Apesar de o processo de luto ser aparentemente um mecanismo universal, cada indivíduo possui uma forma particular de o realizar, sendo que este processo varia consoante a faixa etária em que o individuo se encontra, o tipo de vinculação existente e as causas e circunstâncias da perda.
Existem situações em que o processo de luto não segue a evolução acima descrita, podendo ocorrer fixação numa das etapas e, consequentemente, a não resolução do luto.
Nestas circunstâncias, o luto permanece não resolvido ao longo do tempo, durante vários anos, por vezes, para o resto da vida da pessoa, interferindo no estado emocional da pessoa e condicionando significativamente a sua vida.

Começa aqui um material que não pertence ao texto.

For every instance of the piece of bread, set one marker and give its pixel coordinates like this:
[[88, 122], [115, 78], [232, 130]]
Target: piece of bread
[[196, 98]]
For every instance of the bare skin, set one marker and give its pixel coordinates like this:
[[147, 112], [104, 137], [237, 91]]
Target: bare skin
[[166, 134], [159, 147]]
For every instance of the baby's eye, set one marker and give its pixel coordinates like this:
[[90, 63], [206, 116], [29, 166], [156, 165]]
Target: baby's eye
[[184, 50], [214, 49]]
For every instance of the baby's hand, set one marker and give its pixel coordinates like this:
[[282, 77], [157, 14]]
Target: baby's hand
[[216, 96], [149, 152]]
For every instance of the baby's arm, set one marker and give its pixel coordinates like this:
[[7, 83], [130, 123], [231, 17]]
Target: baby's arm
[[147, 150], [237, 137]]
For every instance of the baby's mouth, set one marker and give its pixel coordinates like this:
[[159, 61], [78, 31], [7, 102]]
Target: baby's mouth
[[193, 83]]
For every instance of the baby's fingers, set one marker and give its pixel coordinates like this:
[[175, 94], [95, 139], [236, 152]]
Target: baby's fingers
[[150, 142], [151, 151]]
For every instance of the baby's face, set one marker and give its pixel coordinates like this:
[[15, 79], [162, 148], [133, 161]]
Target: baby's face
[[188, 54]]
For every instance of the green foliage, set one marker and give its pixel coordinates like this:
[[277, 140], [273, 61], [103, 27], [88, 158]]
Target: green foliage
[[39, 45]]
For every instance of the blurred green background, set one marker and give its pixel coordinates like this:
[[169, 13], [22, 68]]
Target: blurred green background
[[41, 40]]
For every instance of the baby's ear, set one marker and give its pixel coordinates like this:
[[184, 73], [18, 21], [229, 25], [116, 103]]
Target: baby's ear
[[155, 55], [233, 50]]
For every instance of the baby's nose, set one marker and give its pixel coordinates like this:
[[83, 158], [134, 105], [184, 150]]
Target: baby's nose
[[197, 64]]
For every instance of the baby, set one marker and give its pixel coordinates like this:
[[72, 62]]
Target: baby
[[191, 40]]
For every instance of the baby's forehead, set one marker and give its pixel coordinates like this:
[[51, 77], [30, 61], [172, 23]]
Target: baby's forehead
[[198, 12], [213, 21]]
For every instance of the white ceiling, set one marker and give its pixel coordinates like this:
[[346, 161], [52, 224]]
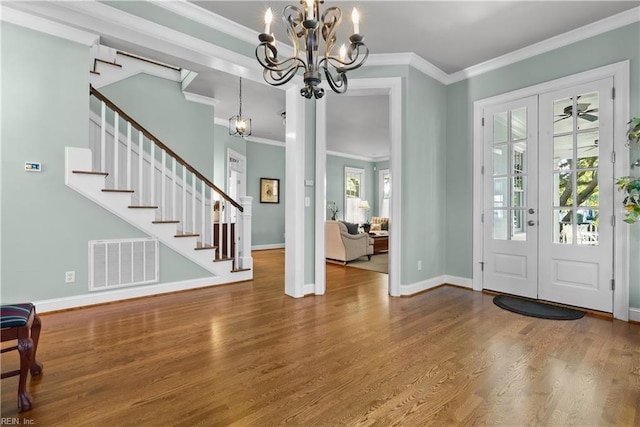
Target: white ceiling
[[452, 35], [455, 37]]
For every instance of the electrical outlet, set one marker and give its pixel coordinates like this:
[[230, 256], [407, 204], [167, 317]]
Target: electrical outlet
[[70, 277]]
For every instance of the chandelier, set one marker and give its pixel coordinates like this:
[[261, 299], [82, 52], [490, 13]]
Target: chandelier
[[306, 25], [238, 125]]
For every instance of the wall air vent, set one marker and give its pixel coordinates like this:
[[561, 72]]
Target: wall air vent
[[119, 263]]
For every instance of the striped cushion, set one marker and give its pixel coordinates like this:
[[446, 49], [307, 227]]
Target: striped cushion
[[15, 315]]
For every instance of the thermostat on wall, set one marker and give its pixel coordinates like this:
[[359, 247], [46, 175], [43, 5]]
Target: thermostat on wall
[[32, 166]]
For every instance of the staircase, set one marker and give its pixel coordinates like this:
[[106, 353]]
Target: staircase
[[131, 173]]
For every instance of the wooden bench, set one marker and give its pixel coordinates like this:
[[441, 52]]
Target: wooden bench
[[20, 322]]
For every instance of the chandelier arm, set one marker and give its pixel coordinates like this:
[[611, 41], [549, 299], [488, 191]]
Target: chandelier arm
[[337, 84], [358, 54], [278, 78], [268, 59], [331, 20], [293, 19]]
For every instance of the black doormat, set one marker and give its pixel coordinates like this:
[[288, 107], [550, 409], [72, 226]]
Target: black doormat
[[536, 309]]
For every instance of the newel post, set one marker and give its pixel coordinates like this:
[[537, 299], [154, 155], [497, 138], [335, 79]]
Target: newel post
[[245, 258]]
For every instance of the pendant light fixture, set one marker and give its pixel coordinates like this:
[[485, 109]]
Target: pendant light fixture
[[238, 125], [307, 25]]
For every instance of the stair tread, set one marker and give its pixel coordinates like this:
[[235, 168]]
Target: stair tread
[[115, 64], [204, 247], [91, 172], [114, 190]]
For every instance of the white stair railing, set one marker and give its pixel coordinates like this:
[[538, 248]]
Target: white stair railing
[[159, 178]]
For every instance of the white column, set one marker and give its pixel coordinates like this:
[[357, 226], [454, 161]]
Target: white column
[[295, 257], [245, 260]]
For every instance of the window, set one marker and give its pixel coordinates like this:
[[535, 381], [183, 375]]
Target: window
[[353, 194]]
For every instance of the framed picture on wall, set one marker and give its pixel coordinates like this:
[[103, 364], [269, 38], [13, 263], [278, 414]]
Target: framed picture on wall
[[269, 190]]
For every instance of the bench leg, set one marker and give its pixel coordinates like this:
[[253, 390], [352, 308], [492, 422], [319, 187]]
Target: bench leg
[[25, 348], [36, 367]]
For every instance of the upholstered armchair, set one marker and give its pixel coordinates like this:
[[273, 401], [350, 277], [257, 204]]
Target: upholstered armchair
[[345, 247]]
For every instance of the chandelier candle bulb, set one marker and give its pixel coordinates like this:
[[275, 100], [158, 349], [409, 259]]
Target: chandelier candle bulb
[[268, 17], [310, 9], [355, 17]]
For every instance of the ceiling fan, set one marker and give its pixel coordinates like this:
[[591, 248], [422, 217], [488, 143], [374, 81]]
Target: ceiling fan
[[583, 112]]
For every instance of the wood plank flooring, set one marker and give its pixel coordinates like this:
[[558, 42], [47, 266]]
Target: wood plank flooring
[[247, 355]]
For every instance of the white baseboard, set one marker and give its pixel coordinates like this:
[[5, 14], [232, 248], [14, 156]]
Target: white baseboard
[[77, 301], [309, 289], [422, 286], [266, 247], [425, 285]]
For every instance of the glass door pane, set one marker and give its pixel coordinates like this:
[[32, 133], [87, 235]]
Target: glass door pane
[[575, 163], [510, 175]]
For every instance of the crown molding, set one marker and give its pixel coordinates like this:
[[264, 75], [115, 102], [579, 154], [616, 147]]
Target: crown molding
[[410, 59], [214, 21], [27, 20], [357, 157], [200, 99], [266, 141], [76, 17], [561, 40]]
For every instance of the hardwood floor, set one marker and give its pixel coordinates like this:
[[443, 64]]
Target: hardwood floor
[[246, 354]]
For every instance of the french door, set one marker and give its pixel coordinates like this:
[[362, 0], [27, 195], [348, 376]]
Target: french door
[[548, 178]]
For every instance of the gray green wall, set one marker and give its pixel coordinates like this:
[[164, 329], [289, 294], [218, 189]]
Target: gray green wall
[[45, 79], [45, 225], [604, 49], [266, 161]]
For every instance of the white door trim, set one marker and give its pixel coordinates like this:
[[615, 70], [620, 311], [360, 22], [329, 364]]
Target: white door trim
[[241, 167], [620, 73], [393, 85]]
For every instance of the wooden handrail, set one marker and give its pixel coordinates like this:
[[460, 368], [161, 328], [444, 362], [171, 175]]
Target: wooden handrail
[[160, 144]]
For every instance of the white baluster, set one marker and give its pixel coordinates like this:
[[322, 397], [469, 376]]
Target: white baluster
[[140, 166], [152, 167], [163, 184], [103, 138], [193, 203], [228, 222], [174, 209], [203, 200], [213, 214], [116, 142], [183, 218], [244, 225], [128, 155]]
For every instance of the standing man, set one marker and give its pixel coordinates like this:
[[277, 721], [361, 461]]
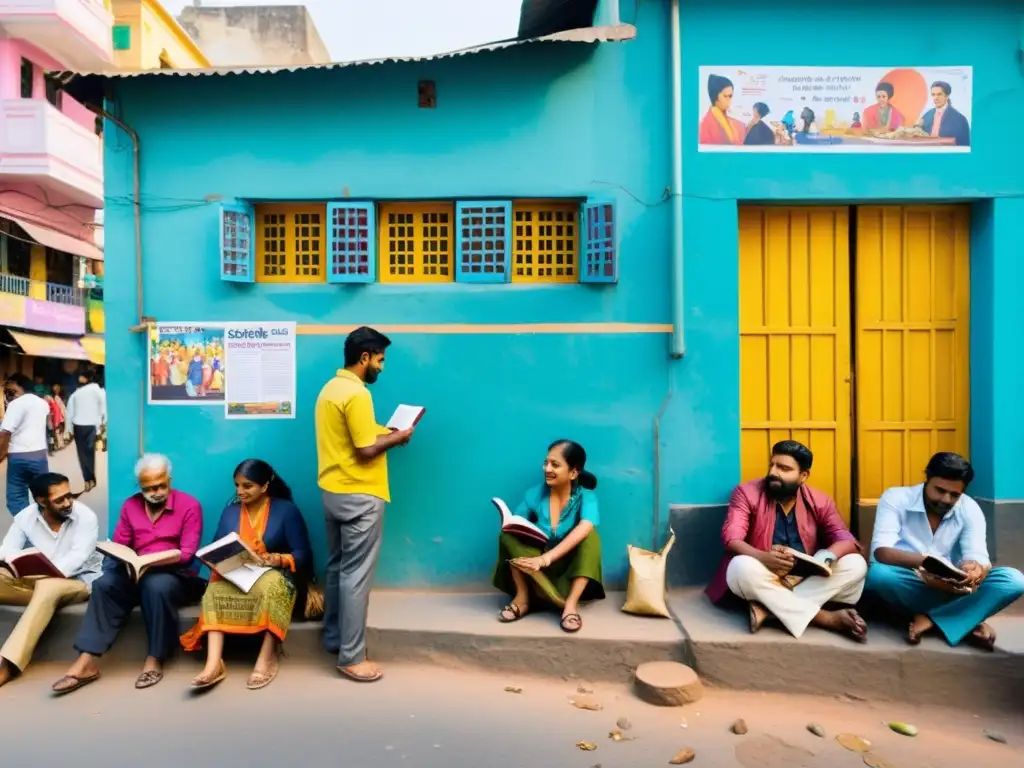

Nestes casos, estamos perante uma situação de Luto Patológico.
Outros sinais que nos podem indicar estarmos perante uma situação de luto patológico, podem ser reacções emocionais e comportamentais desajustadas ou o adoecer psíquico e/ou físico.
Deste modo, o luto patológico caracteriza-se por uma diversidade de manifestações clínicas, nomeadamente (Parkes, 1998):
- Reacções de luto crónicas, quando há uma duração excessiva não se vislumbrando um término satisfatório;
- Reacções de luto inibidas, característico dos casos em que, apesar da pessoa ter tido uma reacção emocional na época da perda, tal parece não ter sido suficiente. Verifica-se posteriormente que a pessoa apresenta sintomas de luto em relação a uma perda subsequente (por exemplo, as "reacções de aniversário", etc.) mas a intensidade do luto é excessiva;
- Reacções de luto exageradas, nas quais a pessoa enlutada sente a experiência de luto como excessiva e incapacitante, recorrendo a condutas mal-adaptativas (estas respostas incluem perturbações psiquiátricas que se desenvolvem depois da perda);
- Reacções de luto mascaradas, que ocorrem em pacientes que apresentam sintomas e comportamentos que lhes causam dificuldades, mas que não são reconhecidos como estando relacionados com a sua perda. Esta forma de luto pode ser mascarada quer por sintomas físicos quer por sintomas psiquiátricos ou, ainda, por algum tipo de conduta disfuncional.
Quando se verificam algumas das situações atrás descritas, em que o processo de luto se desenvolve de um modo disfuncional e mal adaptativo, deve recorrer-se a ajuda especializada.
Nestes casos, torna-se necessária a implementação de uma intervenção específica, que pode incluir a utilização de psicofármacos e a psicoterapia.
A psicoterapia poderá constituir uma mais valia, na medida em que é um espaço no qual o paciente pode expressar a sua dor, ao mesmo tempo que promove o desenvolvimento de mecanismos internos que permitem superar as fixações ou bloqueios, com vista à aceitação da perda e a um reposicionamento no mundo real (Parkes, 1998).
Como vimos, o luto é um processo natural e necessário para o posterior equilíbrio emocional da pessoa.